If I were to make a list of celebrity best friends I would love to have (after Oprah obviously), Warren Buffet would definitely make the cut. If you don’t know who he is, he’s this crazy smart investor who happens to be worth $143 BILLION. But that’s not what makes him so delightful.
He is a super simple, down to earth guy, who lives in Nebraska in a home he bought for less than $200K like 40 years ago. He is known for his love of McDonald’s and Diet Coke, and says just because something is expensive, that doesn’t equal the joy it brings you. He drives a Taurus because he likes it. You can see why he is fabulous.
The $1 MLLION CHALLENGE
In 2008, Warren Buffet issued a challenge to hedge fund money managers (you know, the people who get paid serious bank to invest other people’s $$$ with the hopes they can make crazy high returns). Anyone that can beat his VERY SIMPLE recommendation, would make $1M. His bet was that all their fancy picks with their fancy costs, will not outperform the S&P 500. And guess what? He was right. And won.** (If you don’t know what the S&P 500 is, it’s 500 of the largest publicly traded companies in the US. Essentially, he was saying no matter what you pick, it’s not going to do better than the combined strength, and also diversification of the top 500 companies).
WHAT IS HIS #1 RECOMMENDATION FOR INVESTING?
Index Funds in the S&P 500. Buffet invested in a Vanguard fund (VFIAX) which has a cost of .04% and delivered a return of 125% over 10 years. During the same period, the funds he beat, ranged from 2.8%-87.7%.
Warren has said repeatedly, that the single thing people can invest in is low-cost index funds in the S&P 500. Why does that matter?

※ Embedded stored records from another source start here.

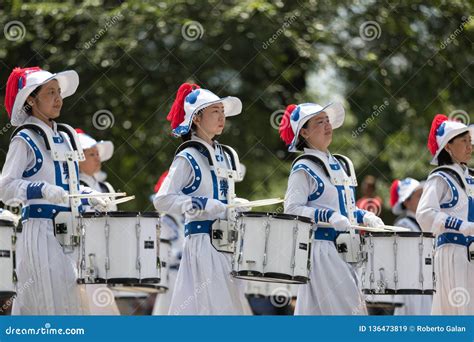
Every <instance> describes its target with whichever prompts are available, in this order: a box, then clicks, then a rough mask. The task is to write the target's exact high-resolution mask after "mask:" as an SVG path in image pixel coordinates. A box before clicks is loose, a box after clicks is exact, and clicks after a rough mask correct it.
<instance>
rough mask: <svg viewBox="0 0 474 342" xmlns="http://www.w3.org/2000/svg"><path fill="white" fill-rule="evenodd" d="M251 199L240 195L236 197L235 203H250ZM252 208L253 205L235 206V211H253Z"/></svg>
mask: <svg viewBox="0 0 474 342" xmlns="http://www.w3.org/2000/svg"><path fill="white" fill-rule="evenodd" d="M248 202H249V200H248V199H246V198H240V197H236V198H235V199H234V203H235V204H241V203H248ZM251 210H252V207H238V208H235V211H237V212H239V213H241V212H244V211H251Z"/></svg>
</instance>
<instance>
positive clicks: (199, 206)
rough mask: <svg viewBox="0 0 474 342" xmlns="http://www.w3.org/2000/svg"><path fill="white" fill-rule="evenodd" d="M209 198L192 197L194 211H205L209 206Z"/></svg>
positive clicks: (202, 197) (191, 198) (191, 197)
mask: <svg viewBox="0 0 474 342" xmlns="http://www.w3.org/2000/svg"><path fill="white" fill-rule="evenodd" d="M207 200H208V198H207V197H191V203H192V205H193V209H197V210H204V209H205V208H206V204H207Z"/></svg>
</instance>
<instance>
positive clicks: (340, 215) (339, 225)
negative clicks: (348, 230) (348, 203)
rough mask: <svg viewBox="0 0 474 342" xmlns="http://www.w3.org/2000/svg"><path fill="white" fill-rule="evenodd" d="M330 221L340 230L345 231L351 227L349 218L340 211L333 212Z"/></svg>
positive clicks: (336, 227)
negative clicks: (347, 217) (334, 212)
mask: <svg viewBox="0 0 474 342" xmlns="http://www.w3.org/2000/svg"><path fill="white" fill-rule="evenodd" d="M329 223H330V224H331V226H333V227H334V228H335V229H336V230H337V231H340V232H345V231H347V230H349V229H350V228H351V222H350V221H349V219H348V218H347V217H345V216H344V215H341V214H339V213H333V214H332V215H331V217H330V218H329Z"/></svg>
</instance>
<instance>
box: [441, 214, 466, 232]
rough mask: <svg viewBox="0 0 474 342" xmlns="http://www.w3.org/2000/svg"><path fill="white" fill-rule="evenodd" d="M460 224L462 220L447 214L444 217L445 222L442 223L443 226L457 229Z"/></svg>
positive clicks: (449, 228) (459, 226)
mask: <svg viewBox="0 0 474 342" xmlns="http://www.w3.org/2000/svg"><path fill="white" fill-rule="evenodd" d="M461 224H462V220H460V219H457V218H455V217H452V216H448V217H447V218H446V222H445V223H444V228H446V229H455V230H459V228H461Z"/></svg>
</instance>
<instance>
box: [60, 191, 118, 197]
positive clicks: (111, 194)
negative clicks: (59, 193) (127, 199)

If you invest in a low-cost index funds, the fees you pay could be around the .04% level (similar to the fund I just used as an example). If you have $100,000 invested, that’s $40 in fees per year. Many money managers typically take 1%. If you go with the money manager @ 1% that $40 fee becomes $1,000. And you pay that every year! It’s a HUGE difference that can really add up and affect your long-term earnings.
IF YOU HAVE $$$ YOU WANT TO INVEST:
*Try investing in index funds (index funds are a type of mutual funds-essentially you are investing in a group of stocks versus just one, which mitigates risk). Personally, I never invest anymore in single stocks. I made one smart move (Boeing after 9/11), and the rest not as smart. Individual stocks are much harder to consistently deliver high returns. It’s like putting all your eggs in one basket, versus mitigating risk and spreading it out.
*I love Vanguard (my first choice) and Fidelity (second choice). I use them both personally and have for over 20 years. Even if you have zero money invested right now, you can go to vanguard.com, search mutual funds, and sort by index. You can then see tons of funds listed, how much they charge, minimum investment, and performance. Everything is right there for you.
*It’s important when looking at your funds to look at the “expense ratio.” This is listed by EVERY fund, and will tell you what you are paying. Anything around .04% is extremely good.
Finally-as you probably already know, money you invest in the market, is not guaranteed (like a bank for example) but you will also NEVER make the returns in a bank that you can in the stock market. (The stock market average return is 10% over the last 30 years, and 8% if you consider inflation). Investing doesn’t have to be hard if you stick to the basics-which is what Warren recommends, and also does himself.
P.S. And if you weren’t already impressed, Warren donated the winning money to a charity. Because that’s the kind of guy he is.